[Asia Economy Reporter Oh Ju-yeon] As the spread of the novel coronavirus infection (COVID-19) continues, the stock market is experiencing repeated fluctuations. However, Chinese health authorities and experts expect the peak of the increase in confirmed cases to pass by the end of February, so while there may be short-term volatility, the consensus is that the mid- to long-term upward trend will continue. NH Investment & Securities projected the KOSPI expected band for the third week of February (17-21) to be between 2190 and 2260, Kiwoom Securities forecasted 2190 to 2270, and Hana Financial Investment anticipated a neutral stock price trend between 2200 and 2250.
◆ Nodonggil, Researcher at NH Investment & Securities = During the past Severe Acute Respiratory Syndrome (SARS) outbreak, the stock market rebound occurred about a month before the peak of the increase in confirmed cases, indicating that the stock market is unlikely to reverse the gains made so far. Although the KOSPI may experience some fluctuations, it is expected to maintain an upward trend due to the global economic recovery and upward revisions in earnings estimates for the semiconductor sector.
The current stock market reflects the global economic recovery. It is similar to the S&P 500’s performance during past recovery periods. Since 1965, the S&P 500 has recorded an average annual return of 19.3% during rebound phases when the OECD Leading Economic Index was below 100. Even excluding recession cases such as the financial crisis or the IT bubble burst, the one-year returns were similar. The S&P 500’s rise rate has slowed from the historical average return of around 15%. While the S&P 500 may experience some volatility during recovery phases, the upward trend is expected to continue.
With the stock price rise, the KOSPI’s 12-month forward PER (price-to-earnings ratio) is currently above 11 times. However, the KOSPI’s 12-month forward EPS (earnings per share) is gradually rebounding after bottoming out. The U.S. stock market is unlikely to experience major fluctuations for the time being, as Federal Reserve Chair Powell’s congressional testimony confirmed the willingness to intervene in the market if volatility increases. The KOSPI is also expected to show a gentle rise amid fluctuations, supported by corporate earnings recovery and expectations of improved export growth in the first quarter. For the existing leading sector, IT, the sentiment burden has somewhat eased due to the market capitalization cap on Samsung Electronics, so it is expected to maintain its leadership.

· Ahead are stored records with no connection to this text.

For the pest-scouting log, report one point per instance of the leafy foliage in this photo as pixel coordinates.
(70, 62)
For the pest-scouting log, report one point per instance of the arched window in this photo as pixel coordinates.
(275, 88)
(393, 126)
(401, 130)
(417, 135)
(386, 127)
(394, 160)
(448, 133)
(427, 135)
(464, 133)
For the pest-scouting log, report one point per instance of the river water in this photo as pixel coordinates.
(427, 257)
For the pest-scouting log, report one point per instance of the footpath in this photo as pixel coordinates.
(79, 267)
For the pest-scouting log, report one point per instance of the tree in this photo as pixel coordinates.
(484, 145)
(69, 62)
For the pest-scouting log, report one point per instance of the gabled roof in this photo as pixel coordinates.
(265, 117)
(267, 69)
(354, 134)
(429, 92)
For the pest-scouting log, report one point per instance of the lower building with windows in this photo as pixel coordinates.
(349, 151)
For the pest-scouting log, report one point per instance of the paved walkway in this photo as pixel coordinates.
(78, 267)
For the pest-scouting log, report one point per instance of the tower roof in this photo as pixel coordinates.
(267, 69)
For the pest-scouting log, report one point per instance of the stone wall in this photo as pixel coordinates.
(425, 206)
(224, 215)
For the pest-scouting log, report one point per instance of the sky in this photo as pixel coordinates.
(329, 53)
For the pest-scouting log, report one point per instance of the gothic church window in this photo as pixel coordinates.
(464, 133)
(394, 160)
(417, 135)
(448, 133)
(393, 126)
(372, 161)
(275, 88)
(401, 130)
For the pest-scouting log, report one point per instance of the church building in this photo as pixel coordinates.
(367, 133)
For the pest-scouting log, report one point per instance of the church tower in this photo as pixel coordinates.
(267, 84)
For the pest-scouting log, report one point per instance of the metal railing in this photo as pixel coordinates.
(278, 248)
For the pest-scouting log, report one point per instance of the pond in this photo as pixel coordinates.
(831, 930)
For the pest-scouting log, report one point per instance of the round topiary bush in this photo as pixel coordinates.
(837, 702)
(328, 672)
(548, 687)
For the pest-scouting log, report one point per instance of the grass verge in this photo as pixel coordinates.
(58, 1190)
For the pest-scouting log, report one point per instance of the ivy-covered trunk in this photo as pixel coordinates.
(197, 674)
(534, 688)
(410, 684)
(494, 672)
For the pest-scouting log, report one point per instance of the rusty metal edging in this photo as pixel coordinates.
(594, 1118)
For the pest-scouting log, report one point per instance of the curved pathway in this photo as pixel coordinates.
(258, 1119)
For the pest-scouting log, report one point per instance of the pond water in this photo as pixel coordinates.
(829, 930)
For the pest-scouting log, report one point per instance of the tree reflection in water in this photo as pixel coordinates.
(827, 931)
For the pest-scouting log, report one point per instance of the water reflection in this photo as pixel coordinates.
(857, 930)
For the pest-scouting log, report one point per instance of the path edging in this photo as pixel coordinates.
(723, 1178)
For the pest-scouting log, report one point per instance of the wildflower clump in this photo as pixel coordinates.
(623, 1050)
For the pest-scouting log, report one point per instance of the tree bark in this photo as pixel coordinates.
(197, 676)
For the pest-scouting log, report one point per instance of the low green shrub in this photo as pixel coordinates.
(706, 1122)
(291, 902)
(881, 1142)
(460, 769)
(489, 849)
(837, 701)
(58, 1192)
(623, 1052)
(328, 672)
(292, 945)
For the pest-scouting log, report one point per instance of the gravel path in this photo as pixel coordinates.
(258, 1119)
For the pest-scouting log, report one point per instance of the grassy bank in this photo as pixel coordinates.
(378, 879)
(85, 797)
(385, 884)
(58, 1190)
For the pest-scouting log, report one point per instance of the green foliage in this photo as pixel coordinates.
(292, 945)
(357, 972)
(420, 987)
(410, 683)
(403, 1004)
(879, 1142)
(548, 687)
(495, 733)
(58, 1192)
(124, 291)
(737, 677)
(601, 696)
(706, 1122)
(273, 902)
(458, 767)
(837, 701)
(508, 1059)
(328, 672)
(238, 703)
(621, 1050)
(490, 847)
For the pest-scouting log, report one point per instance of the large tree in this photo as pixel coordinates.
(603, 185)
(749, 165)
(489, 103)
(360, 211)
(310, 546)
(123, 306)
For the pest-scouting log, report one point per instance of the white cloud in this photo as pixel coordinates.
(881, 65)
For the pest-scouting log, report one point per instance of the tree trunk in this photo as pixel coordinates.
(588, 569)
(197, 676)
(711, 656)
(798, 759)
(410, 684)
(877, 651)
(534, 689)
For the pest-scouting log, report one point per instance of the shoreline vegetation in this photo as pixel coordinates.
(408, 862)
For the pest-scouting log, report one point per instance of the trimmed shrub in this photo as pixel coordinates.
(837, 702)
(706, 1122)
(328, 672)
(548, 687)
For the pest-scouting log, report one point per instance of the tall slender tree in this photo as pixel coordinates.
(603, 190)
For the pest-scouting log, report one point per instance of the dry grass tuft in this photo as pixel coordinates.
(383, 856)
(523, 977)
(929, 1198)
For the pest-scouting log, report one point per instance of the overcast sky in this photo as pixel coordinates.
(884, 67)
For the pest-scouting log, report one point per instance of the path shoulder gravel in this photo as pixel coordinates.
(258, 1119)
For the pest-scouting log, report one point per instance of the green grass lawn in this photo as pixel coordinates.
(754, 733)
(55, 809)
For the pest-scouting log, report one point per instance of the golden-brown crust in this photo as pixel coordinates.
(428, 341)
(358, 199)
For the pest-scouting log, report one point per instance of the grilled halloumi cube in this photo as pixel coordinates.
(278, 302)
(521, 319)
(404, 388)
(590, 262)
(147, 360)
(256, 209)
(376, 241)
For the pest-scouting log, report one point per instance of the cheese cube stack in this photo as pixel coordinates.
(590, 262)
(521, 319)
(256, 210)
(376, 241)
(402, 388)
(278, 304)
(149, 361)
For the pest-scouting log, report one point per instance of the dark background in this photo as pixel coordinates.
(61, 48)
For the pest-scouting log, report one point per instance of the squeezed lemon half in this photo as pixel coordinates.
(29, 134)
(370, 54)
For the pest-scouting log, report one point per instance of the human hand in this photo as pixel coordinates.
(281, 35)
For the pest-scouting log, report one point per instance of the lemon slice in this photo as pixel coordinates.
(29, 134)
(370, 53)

◆ Seosangyoung, Researcher at Kiwoom Securities = The Korean stock market may see profit-taking early in the week due to concerns about economic slowdown following U.S. economic data results. However, the adjustment is expected to be limited due to expectations of a cut in the People’s Bank of China’s Loan Prime Rate (LPR) announced at 10:30 a.m. Korean time on the 20th. Supported by this, the index is expected to continue rising. However, there is a possibility that the export-import statistics for Korea until the weekend of the 20th may be significantly disappointing, which could lead to giving back gains made later in the week.
Along with these changes, attention should be paid to Walmart and Analog Devices’ earnings and the Federal Reserve officials’ remarks. Walmart’s earnings report will be watched for sales changes due to warm weather at year-end and any adjustments in outlook related to COVID-19 issues. Especially for Analog Devices, considering it is an Apple parts supplier, fluctuations in Apple-related stocks are expected depending on its future outlook comments. The Federal Reserve officials’ remarks are also important as many relate to economic forecasts and monetary policy. Taking this into account, the KOSPI is expected to fluctuate between 2190 and 2270, and the KOSDAQ between 680 and 710.
◆ Kim Yonggu, Researcher at Hana Financial Investment = Market attention is expected to focus on China’s policy response aimed at turning adversity into opportunity. Considering the upcoming National People’s Congress (NPC) in early March, the period after mid-February is a golden time for policy momentum. This NPC mainly serves as a bridge between mitigating the future real economy aftershocks of the current COVID-19 shock and the 2020 Xiaokang (moderately prosperous) society declaration (achieving per capita income of $10,000, doubling GDP compared to 2010, and doubling urban household worker income compared to 2012).
Considering the previous 2020 real GDP growth target of 6% for the Xiaokang society development and the possibility of a 1-2% growth rate decline due to the sudden COVID shock, the government’s policy target is expected to be toned up to maintain a 7-8% growth rate.
The investment strategy focus should be on “eyes on the U.S., ears on China.” The prerequisite for a strong dollar weakening and the revival of global reflation trading flows is the early implementation of China’s high-intensity policy momentum. Unless this change in the situation is realized, the possibility of a leadership change in domestic and international stock market portfolio strategies in the short term is minimal.